We will start our code sessions with the standard NumPy and Pandas imports:

In [None]:
import numpy as np
import pandas as pd

## The Pandas DataFrame Object

The first fundamental structure in Pandas is the ``DataFrame``.
The ``DataFrame`` can be thought of either as a generalization of a NumPy array, or as a specialization of a Python dictionary.
We'll now take a look at each of these perspectives.

A ``DataFrame`` is an analog of a two-dimensional array with both flexible row indices and flexible column names.

### DataFrame as specialized dictionary

We can also think of a ``DataFrame`` as a specialization of a dictionary.
Where a dictionary maps a key to a value, a ``DataFrame`` maps a column name to a series of column data.  Thus, you can think of pandas DataFrames as dictionaries of columns.  For instance, below, we want to create some wedding plans of people, and which side of the family they belong to.  Given a list of names (as the index), a list of family affiliations, and their ages below, we can create a dataframe as a dictionary of lists.

In [None]:
age_list = [16, 12, 14, 27, 28, 29, 15]
fam_list = ['b', 'g']*3 + ['b']
list_names = ['john', 'ashley', 'rohit', 'malcolm', 'keisha', 'elsa', 'amy']

In [None]:
#dataframe from dictionary
wedding_df = pd.DataFrame({'age':age_list,
                           'family': fam_list},
                          index=list_names)

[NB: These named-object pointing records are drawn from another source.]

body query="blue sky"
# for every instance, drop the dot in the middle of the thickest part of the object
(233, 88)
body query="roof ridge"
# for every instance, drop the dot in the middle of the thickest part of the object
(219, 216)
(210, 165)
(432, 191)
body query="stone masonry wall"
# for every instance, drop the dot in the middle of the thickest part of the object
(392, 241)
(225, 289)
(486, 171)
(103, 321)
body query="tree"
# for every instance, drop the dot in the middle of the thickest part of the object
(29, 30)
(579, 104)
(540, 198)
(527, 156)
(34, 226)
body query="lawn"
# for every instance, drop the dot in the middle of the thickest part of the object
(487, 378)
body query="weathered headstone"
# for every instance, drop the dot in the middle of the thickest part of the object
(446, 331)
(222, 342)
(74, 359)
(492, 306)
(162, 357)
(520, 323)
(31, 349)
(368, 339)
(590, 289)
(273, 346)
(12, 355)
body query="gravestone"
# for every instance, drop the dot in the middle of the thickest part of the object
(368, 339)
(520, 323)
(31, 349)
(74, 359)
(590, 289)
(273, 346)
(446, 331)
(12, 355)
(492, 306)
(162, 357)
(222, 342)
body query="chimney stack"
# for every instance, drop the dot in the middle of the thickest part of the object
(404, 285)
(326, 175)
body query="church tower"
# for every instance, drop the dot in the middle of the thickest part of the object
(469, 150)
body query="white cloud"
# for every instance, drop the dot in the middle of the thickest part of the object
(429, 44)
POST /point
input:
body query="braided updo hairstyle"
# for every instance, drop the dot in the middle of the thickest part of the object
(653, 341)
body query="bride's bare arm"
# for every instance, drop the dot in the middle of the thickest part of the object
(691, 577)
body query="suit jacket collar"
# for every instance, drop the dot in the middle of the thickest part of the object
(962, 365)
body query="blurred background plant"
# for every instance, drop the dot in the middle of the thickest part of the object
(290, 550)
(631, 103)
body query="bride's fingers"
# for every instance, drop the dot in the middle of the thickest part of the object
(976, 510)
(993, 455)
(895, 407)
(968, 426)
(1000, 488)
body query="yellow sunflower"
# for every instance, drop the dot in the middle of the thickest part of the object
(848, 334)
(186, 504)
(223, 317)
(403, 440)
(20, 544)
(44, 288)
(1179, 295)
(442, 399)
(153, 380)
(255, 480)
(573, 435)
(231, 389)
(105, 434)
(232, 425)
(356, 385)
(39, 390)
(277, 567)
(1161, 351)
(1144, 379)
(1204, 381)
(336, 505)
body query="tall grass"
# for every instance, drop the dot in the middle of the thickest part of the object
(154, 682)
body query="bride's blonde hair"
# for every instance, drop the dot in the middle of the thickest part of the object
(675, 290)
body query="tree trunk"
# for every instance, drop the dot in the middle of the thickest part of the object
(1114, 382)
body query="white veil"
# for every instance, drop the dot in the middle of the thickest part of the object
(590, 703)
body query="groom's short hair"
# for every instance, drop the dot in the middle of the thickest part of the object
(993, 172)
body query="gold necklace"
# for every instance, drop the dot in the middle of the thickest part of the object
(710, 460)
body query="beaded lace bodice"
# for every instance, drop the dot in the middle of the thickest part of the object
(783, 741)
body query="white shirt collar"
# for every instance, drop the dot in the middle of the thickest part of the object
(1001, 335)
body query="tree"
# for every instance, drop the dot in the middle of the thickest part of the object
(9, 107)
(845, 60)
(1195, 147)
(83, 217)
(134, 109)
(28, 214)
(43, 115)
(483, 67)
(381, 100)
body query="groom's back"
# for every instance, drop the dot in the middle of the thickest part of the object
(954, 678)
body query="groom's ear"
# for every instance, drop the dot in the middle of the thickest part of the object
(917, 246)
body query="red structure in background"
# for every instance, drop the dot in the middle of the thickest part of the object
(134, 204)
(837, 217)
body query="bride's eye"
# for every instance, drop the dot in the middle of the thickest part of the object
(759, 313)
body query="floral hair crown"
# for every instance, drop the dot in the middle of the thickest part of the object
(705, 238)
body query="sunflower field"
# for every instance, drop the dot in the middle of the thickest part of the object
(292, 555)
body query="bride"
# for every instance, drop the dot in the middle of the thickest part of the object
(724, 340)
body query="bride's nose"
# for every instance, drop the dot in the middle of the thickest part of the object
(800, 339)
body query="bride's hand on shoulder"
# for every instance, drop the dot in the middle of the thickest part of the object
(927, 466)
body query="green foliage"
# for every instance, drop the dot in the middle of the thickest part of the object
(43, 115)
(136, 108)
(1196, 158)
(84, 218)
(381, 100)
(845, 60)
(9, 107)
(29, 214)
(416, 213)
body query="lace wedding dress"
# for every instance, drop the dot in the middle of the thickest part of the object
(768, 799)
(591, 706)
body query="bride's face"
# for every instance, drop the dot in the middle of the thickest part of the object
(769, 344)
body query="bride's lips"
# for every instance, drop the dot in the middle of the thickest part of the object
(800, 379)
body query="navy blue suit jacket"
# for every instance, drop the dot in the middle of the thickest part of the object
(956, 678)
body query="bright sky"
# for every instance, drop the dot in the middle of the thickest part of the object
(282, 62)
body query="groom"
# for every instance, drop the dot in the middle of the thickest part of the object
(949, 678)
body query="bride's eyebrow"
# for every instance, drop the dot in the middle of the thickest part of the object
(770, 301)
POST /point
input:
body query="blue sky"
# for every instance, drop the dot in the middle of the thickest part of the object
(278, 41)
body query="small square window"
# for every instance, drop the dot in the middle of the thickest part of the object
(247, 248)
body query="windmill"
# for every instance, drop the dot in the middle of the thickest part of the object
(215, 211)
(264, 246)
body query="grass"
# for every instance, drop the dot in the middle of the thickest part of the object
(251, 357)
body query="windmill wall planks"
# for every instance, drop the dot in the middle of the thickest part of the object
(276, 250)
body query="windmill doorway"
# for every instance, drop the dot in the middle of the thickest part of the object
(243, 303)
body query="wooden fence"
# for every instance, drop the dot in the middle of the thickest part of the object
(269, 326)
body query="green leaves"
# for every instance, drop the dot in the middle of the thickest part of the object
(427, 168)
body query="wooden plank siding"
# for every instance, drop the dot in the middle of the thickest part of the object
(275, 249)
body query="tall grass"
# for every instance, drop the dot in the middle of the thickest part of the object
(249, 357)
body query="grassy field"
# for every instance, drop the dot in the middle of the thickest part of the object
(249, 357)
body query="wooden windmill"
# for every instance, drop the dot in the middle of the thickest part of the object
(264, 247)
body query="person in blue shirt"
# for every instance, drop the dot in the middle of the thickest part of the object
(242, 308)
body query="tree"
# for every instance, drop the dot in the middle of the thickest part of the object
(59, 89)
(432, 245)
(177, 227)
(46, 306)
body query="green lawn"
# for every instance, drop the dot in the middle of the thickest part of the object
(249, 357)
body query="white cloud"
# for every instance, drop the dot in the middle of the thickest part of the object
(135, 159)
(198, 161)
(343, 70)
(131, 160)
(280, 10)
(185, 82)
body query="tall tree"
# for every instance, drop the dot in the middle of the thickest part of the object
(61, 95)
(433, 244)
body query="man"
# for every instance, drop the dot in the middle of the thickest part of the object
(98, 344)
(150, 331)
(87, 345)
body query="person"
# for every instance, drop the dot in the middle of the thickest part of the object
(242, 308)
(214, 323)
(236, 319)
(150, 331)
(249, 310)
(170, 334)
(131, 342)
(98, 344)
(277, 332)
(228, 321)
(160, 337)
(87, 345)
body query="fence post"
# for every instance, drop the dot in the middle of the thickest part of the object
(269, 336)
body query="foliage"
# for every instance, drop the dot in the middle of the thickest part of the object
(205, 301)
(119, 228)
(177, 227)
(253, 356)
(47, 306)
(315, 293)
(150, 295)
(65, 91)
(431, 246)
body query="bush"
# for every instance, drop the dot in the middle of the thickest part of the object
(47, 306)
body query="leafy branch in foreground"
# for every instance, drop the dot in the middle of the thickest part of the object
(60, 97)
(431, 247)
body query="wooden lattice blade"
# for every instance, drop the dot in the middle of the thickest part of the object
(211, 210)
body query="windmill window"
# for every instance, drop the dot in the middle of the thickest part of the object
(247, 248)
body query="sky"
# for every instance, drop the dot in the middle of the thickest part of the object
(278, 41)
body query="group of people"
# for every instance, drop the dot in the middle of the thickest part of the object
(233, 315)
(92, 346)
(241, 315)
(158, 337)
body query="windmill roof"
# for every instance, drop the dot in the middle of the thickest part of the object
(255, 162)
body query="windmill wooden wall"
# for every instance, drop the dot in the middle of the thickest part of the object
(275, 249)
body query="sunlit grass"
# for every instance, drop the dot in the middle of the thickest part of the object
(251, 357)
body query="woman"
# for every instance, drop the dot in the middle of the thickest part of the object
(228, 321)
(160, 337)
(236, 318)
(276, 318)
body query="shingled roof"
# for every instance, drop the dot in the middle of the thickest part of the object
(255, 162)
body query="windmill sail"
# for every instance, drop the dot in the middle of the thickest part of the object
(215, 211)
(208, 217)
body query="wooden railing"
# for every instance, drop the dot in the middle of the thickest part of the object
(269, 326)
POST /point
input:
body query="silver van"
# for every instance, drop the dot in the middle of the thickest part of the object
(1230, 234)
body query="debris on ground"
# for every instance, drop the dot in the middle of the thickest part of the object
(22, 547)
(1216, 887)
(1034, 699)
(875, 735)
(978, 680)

We can select the columns as usual like a key-value pair.

In [None]:
# access column by name
wedding_df['age']

### DataFrame as lists of lists or a generalized NumPy array

A dataframe built from lists is interpreted as the rows of the data.  The structure of your lists is exactly interpreted as the rows and columns of the dataframe.  For example, if you were to create a lists of lists:

In [None]:
# view list of lists
[age_list, fam_list]

In [None]:
# create dataframe from list of lists
pd.DataFrame([age_list, fam_list])

In [None]:
# You can also just transpose a dataframe and label accordingly
from_list_df = pd.DataFrame([age_list, fam_list]).transpose()
from_list_df.columns = (['age', 'family'])
from_list_df.index = list_names
from_list_df

In [None]:
# Creating dataframes from numpy arrays is easy!
pd.DataFrame(np.random.randint(20, size=(3,2)),
            index = ['dogs', 'cats', 'sheep'],
            columns = ['barn1', 'barn2'])

You can also build a dataframe from Series, dictionaries of dictionaries, and more!

### Try it yourself!

Here, you'll try to create a pandas dataframe of states' populations and areas.  The data can be found below.  
1.  Create a dataframe with columns `area` and `population` with variable name `states_df`.  You can do this any way you like: from lists of lists, from Series, from dictionaries ,etc.  Make sure both the columns and the rows have explicit indices.
2.  Access the `area` column.
3.  Access the column names

**Populations**: 

California: 38332521  
Texas: 26448193  
New York: 19651127  
Florida: 19552860  
Illinois: 12882135  

**Areas**: 

California: 423967  
Texas: 695662  
New York: 141297  
Florida: 170312  
Illinois: 149995  

In [None]:
pops = [38332521, 26448193, 19651127, 19552860, 12882135]
areas = [423967, 695662, 141297, 170312, 149995]
states = ['California', 'Texas', 'New York', 'Florida', 'Illinois']

In [None]:
# Create from lists
pd.DataFrame({'population':pops,
             'areas': areas}, 
            index = states)

In [None]:
# Create from dictionaries
area_dict = {'California': 423967, 'Texas': 695662, 'New York': 141297,
             'Florida': 170312, 'Illinois': 149995}
population_dict = {'California': 38332521,
                   'Texas': 26448193,
                   'New York': 19651127,
                   'Florida': 19552860,
                   'Illinois': 12882135}

In [None]:
states_df = pd.DataFrame({'population': population_dict,
             'areas': area_dict})

In [None]:
states_df['areas']

In [None]:
states_df.columns

Now that we have this along with the ``population`` Series from before, we can use a dictionary to construct a single two-dimensional object containing this information:

## Properties/Attributes of Pandas Series and DataFrames
There are many things that you might want to know about your Pandas object.  How many rows are there?  How many columns are there?  What is the datatype?  What is the object's type.  Here, we'll provide some information on those functions.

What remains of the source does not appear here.